1. A1 and A2 are on par with each other.
  2. B1 and B2 are on par with each other.


  1. A's are on par with each other.
  2. B's are on par with each other.

I want to say 3 and 4 in one single sentence without repeating "on par with each other". How can I do that?

  • 5
    A's are on par with one another, and so are B's. 'In a par' is not exactly familiar. Jul 17, 2017 at 13:45
  • 3
    Traditionally, with each other is used for two things, and with one another is used for more. But as the website I link to says, this distinction is disappearing. (Although to me, with one another still doesn't sound quite right for two things.) Jul 17, 2017 at 13:53
  • 1
    @StuW: Being a pair is not the same as being on par.
    – Flater
    Jul 17, 2017 at 15:06
  • Oops! How about A1 and A2 are on par with each other - so are B1 and B2. ?
    – Stu W
    Jul 17, 2017 at 15:54
  • Further to various suggestions for rephrasing, the idiom is "on a par with", not "on par with".
    – Rosie F
    Jul 17, 2017 at 16:03

8 Answers 8


I would go with this, or some small variation of it:

The As are on par with one another, as are the Bs.

Note that it's not in a par. Either on par or on a par can be used.

  • 1
    This could also be A1 and A2 are on par with one another [or each other], as are B1 and B2 if the OP really wanted to list the components. Jul 17, 2017 at 15:07
  • I'm not saying the estimated prevalence from Google Books is completely accurate, but it claims 21,800 hits for they are on a par with, against only 1,520 for they are on par with. Personally, I'd have expected a more marked preference, but even at that level your assertion is clearly incorrect so far as actual usage is concerned (and I never heard of any pedants supporting your position on logical / syntactic grounds). Jul 17, 2017 at 15:44
  • @FumbleFingers, interesting, thanks. I've never heard the phrase "on a par" but apparently it's legit. I updated my answer.
    – user247088
    Jul 17, 2017 at 16:44

The other answer is a good one. Here's another suggestion:

A1 and B1 are on par with A2 and B2, respectively.

However, this wouldn't work if you were talking about (A1,A2) and (B1,B2,B3).



  1. in precisely the order given; sequentially.
  2. (of two or more things, with reference to two or more things previously mentioned) referring or applying to in a parallel or sequential way:
    Joe and Bob escorted Betty and Alice, respectively.
  • +1. My engineering masters had many instances of this, not matter how hard I tried to mix the writing up so as not to repeat myself I ended up reverting all the other clumsy attempts back to variations of 'respectively'. Jul 17, 2017 at 15:06

I've seen no reference by anyone answering, or commenting to parity.

How about ...and the B's have parity too?

  • 1
    You missed my answer, below. Both the A's and the B's are in parity.
    – Vector
    Jul 18, 2017 at 11:53
  • 1
    @Vector Apologies. But I honestly didn't see your answer, and am quite mystified as to why mine has scored three positive votes, and yours a negative two - especially since you provided more information. Anyway +1 from me.
    – WS2
    Jul 19, 2017 at 12:18
  • @DarrenRinger also used parity in another answer, below. IMO it works much better than the answers here that are fumbling around to make in par work. I added the information about usage of parity later - I think it was down-voted before because it was too short not everyone understood how parity can be used.
    – Vector
    Jul 19, 2017 at 18:37

This one is clear and indefinite regarding number.

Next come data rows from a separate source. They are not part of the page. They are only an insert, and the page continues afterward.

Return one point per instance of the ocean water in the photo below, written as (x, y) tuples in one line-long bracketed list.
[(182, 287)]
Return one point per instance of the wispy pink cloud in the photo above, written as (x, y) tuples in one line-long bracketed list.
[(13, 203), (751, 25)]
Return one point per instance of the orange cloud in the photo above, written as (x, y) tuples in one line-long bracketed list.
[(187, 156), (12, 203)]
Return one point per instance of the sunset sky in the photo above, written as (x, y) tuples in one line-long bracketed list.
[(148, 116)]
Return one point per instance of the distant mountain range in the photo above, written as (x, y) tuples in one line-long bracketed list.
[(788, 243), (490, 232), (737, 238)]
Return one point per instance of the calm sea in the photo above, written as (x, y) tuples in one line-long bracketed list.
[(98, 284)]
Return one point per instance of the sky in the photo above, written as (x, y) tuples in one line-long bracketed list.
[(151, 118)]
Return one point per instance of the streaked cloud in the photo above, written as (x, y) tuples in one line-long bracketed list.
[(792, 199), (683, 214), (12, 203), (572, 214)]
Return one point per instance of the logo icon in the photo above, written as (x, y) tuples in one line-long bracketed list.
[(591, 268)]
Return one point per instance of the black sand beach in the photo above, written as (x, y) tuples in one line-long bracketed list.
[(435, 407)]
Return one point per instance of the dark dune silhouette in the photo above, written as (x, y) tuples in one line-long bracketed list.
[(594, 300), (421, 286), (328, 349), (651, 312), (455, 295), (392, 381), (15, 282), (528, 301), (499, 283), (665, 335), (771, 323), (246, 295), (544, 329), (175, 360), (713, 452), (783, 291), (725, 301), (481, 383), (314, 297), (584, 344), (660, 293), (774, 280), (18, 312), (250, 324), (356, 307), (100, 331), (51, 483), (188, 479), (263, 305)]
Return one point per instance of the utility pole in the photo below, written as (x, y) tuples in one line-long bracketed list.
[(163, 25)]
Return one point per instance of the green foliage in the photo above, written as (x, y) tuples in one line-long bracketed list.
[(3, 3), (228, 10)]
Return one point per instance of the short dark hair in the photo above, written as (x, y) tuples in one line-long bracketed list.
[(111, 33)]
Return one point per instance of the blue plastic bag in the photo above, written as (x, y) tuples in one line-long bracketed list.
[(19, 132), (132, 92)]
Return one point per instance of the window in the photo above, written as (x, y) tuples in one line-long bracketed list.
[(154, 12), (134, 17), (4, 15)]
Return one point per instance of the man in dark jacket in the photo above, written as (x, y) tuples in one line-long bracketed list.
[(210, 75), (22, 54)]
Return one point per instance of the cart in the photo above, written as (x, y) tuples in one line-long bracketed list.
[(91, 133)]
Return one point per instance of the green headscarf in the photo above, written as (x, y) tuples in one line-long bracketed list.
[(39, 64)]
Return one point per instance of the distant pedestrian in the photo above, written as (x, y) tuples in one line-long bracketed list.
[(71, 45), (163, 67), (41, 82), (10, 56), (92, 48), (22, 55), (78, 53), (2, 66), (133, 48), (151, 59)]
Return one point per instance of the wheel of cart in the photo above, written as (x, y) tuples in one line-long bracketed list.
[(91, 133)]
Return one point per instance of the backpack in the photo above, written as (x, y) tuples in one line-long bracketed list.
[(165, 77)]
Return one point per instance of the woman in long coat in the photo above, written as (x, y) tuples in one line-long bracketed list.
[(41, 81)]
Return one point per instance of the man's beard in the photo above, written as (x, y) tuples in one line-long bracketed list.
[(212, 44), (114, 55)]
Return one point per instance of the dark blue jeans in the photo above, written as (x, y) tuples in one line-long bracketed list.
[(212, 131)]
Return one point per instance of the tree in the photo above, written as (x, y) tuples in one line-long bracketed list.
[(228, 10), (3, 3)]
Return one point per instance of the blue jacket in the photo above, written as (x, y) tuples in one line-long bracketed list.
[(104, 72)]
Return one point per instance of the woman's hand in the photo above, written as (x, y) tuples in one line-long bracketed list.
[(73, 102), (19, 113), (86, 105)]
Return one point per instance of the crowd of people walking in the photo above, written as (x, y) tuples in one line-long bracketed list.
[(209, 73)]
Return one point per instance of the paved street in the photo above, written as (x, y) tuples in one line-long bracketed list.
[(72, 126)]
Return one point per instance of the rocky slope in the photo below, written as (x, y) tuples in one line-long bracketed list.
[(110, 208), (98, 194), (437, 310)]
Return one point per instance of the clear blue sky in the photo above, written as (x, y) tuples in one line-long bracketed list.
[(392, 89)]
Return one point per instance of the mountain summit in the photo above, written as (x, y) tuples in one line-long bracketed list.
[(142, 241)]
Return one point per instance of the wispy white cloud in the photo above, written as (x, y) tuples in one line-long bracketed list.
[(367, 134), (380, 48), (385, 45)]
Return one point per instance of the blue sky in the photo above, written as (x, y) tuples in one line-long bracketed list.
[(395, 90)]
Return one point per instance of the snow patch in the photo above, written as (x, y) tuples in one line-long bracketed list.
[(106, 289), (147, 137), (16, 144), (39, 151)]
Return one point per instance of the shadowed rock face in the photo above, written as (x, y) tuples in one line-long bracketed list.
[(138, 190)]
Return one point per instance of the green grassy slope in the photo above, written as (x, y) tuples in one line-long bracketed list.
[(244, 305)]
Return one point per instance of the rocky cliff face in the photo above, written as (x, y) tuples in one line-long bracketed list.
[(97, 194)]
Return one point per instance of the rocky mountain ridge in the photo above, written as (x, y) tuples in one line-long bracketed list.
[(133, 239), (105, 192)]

A's are on a par with other A's and B's with other B's.

You might get a little more readability substituting a comma for the "and".

A's are on a par with other A's, B's with other B's.


I might modify the phrase and verbiage ever-so-slightly, but possibly destroying the original phrase, to:

Both A's and B's maintain parity within their respective categories.

Or less drastic, but possibly more ambiguous or straining the original phrase,

Both A's and B's are on par within their respective categories.


A1 is on par with A2, and B1 with B2.

A1 is on par with A2; B1, with B2.

A1 is on par with A2, as is B1 with B2.


I'm not sure how clear the meaning of this one is, but I think it would make sense to say

The A's and B's are both on par with themselves.

Using "themselves" should indicate that the A's and B's are on par internally, and not with each other, but it's not the clearest solution.


Both the A's and the B's are in parity.

Parity can be used in this way, see Parity:

1:equality, as in amount, status, or character. 2:equivalence; correspondence; similarity; analogy.

British Dictionary definitions for parity:

1:equality of rank, pay, etc 2:close or exact analogy or equivalence

Parity is a noun and is generally used to represent a state of equality/equivalence, etc. Thus, 'in parity' suggests that each group, the A's, and the B's, is in a state of parity with respect to itself - a state of equality or equilibrium (not the same), which appears to be what you want to express.